Messy Data

We are planning on a hiking vacation to a new area so it is time to generate some topographic hiking maps. On one of the days we will be visiting a National Historic Site which has the ruins of a calvary fort from the late 1800s.

At first glance the area seems to be fairly well mapped. But when I rendered a hiking map for the area the ruins, which appear to be not much more than foundations in aerial imagery, were rendered as buildings. So it is time to look into the data.

Documented Tagging of Ruins

The OpenStreetMap Wiki has a page on ruins. It suggests two ways of tagging summarized as:

Tagging with ruins=yesAlternative tagging
historic=castle and ruins=yeshistoric=ruins and ruins=castle
building=yes and ruins=yesruins:building=yes

Of these choices, I prefer the ruins:building=* form as it means as single tag can be looked at when rendering the object. And it is consistent with the lifecycle prefix tagging form and is actually listed as one of the lifecycle prefixes used in stages of decay.

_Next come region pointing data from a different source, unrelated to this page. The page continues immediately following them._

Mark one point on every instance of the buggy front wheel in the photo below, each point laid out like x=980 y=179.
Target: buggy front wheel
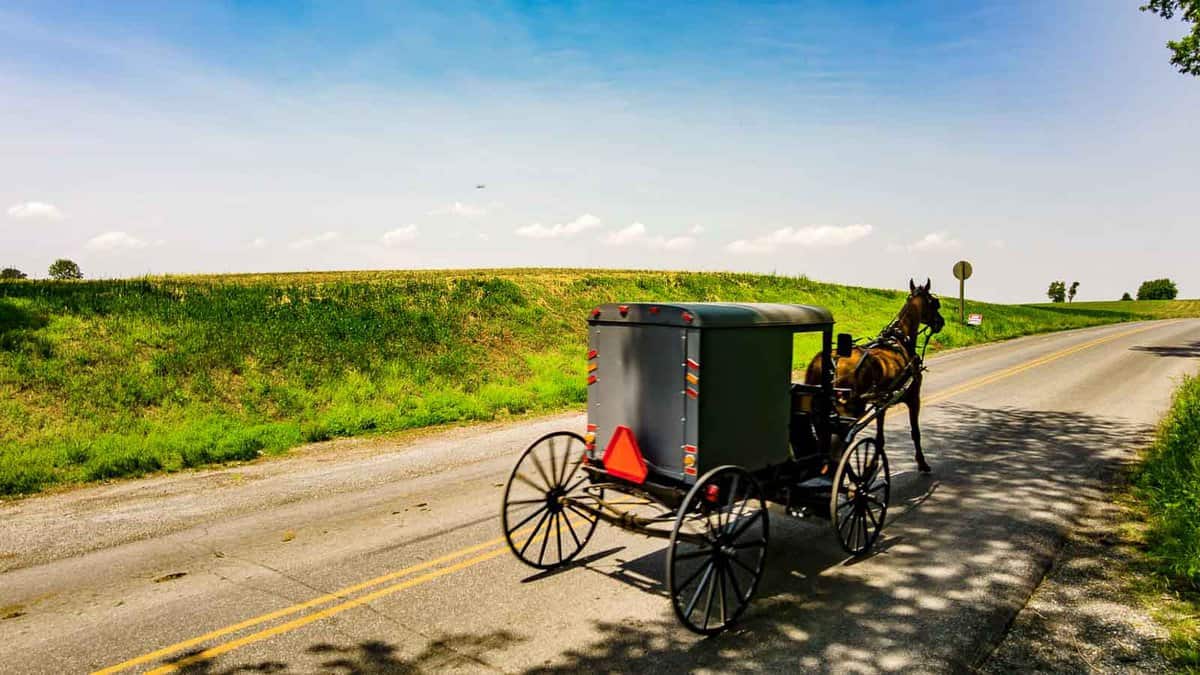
x=858 y=503
x=718 y=549
x=541 y=525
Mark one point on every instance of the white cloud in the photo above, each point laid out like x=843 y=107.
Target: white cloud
x=538 y=231
x=460 y=209
x=323 y=238
x=115 y=240
x=810 y=236
x=35 y=210
x=400 y=236
x=934 y=242
x=636 y=234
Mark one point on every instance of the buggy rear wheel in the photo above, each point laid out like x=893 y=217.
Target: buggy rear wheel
x=541 y=525
x=718 y=549
x=858 y=502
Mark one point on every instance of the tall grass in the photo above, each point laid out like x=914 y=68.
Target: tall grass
x=109 y=378
x=1168 y=487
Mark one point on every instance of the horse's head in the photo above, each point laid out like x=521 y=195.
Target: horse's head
x=927 y=305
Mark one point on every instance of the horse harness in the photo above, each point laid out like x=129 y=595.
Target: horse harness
x=893 y=339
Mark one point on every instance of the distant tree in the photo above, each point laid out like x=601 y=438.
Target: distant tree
x=1185 y=51
x=1157 y=290
x=1057 y=291
x=64 y=268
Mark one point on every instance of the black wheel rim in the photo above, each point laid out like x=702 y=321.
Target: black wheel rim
x=541 y=525
x=859 y=501
x=718 y=550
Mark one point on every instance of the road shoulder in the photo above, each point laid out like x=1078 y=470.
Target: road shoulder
x=1086 y=615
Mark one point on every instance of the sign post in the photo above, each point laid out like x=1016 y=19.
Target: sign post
x=963 y=272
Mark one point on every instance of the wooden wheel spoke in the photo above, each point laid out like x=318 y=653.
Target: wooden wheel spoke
x=733 y=581
x=745 y=524
x=744 y=566
x=877 y=487
x=755 y=544
x=875 y=523
x=535 y=530
x=720 y=591
x=693 y=555
x=571 y=530
x=541 y=554
x=690 y=578
x=712 y=580
x=522 y=502
x=553 y=464
x=558 y=532
x=695 y=597
x=586 y=515
x=541 y=470
x=708 y=601
x=529 y=482
x=527 y=519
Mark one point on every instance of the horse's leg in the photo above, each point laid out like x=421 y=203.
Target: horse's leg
x=912 y=399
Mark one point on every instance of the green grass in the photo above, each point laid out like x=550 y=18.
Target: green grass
x=1167 y=489
x=1155 y=309
x=111 y=378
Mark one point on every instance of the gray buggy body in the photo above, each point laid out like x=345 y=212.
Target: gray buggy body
x=700 y=384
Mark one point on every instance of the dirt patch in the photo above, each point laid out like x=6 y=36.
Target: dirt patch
x=1085 y=616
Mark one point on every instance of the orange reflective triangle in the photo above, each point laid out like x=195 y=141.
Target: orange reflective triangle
x=623 y=458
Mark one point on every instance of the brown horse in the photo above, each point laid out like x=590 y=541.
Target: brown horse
x=875 y=371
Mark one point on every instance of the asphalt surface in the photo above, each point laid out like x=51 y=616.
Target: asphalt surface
x=384 y=557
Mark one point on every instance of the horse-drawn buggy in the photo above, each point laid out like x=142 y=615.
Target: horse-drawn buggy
x=695 y=424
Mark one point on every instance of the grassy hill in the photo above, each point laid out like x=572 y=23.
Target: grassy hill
x=109 y=378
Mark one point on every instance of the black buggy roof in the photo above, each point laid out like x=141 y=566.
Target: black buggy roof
x=714 y=315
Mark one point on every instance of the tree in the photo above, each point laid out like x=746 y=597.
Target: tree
x=1157 y=290
x=1057 y=291
x=1185 y=51
x=64 y=268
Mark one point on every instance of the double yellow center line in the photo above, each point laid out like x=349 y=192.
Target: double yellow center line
x=431 y=569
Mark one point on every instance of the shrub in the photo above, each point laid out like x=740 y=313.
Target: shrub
x=63 y=269
x=1157 y=290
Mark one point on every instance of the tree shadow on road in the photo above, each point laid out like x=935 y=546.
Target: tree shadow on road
x=375 y=657
x=1189 y=351
x=953 y=569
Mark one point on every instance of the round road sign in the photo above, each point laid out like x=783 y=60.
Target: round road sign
x=961 y=270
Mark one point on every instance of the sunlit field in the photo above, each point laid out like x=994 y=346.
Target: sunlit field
x=111 y=378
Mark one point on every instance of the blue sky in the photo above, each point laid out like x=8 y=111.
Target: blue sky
x=855 y=142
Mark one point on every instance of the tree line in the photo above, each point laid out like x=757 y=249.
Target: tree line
x=1152 y=290
x=60 y=269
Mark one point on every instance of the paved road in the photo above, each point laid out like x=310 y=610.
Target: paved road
x=370 y=557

Conclusion: My canonical form will be ruins:building=*

Tagging in the Wild

But the buildings at that historic site were tagged as building=collapsed. For the purpose of rendering a hiking map I don’t care what type of building exists so I don’t look at the value only the existence of the building=* tag. No wonder those ruins were rendered as existing buildings.

Looking at the building=* values in TagInfo, I see some other values that probably imply a ruin rather than a building:

  • building=ruin
  • building=ruins
  • building=ruined
  • building=collapsed
  • building=partially_collapsed

And, of course, there are some variations on the prefix scheme. For example, I found a ruined:building=* tag in use.

Canonical Form

When dealing with variations in tagging there area three places it can be done:

  • In the rendering stylesheet (Mapnik XML)
  • When rendering the database contents by either fancy select statements or stored procedures
  • In the OpenStreetMap data before loading it into the database

In my early endeavors I simply put larger and larger “filters” on each rendering rule in the Mapnik XML. That often required some additional tweaking of the database select statements as well.

When I got to the point of rendering names it became infeasible to deal with the complexity in the Mapnik stylesheet so I started using stored procedures in the database.

And once I decided to add information from hiking routes into the trail names it was easier to pre-process the OpenStreetMap data before putting it into the database.

For now, I have decided to put the logic into my pre-processing. That makes the database select statements easy and means I don’t have to re-learn the database stored procedure dialect each time I want to make a change.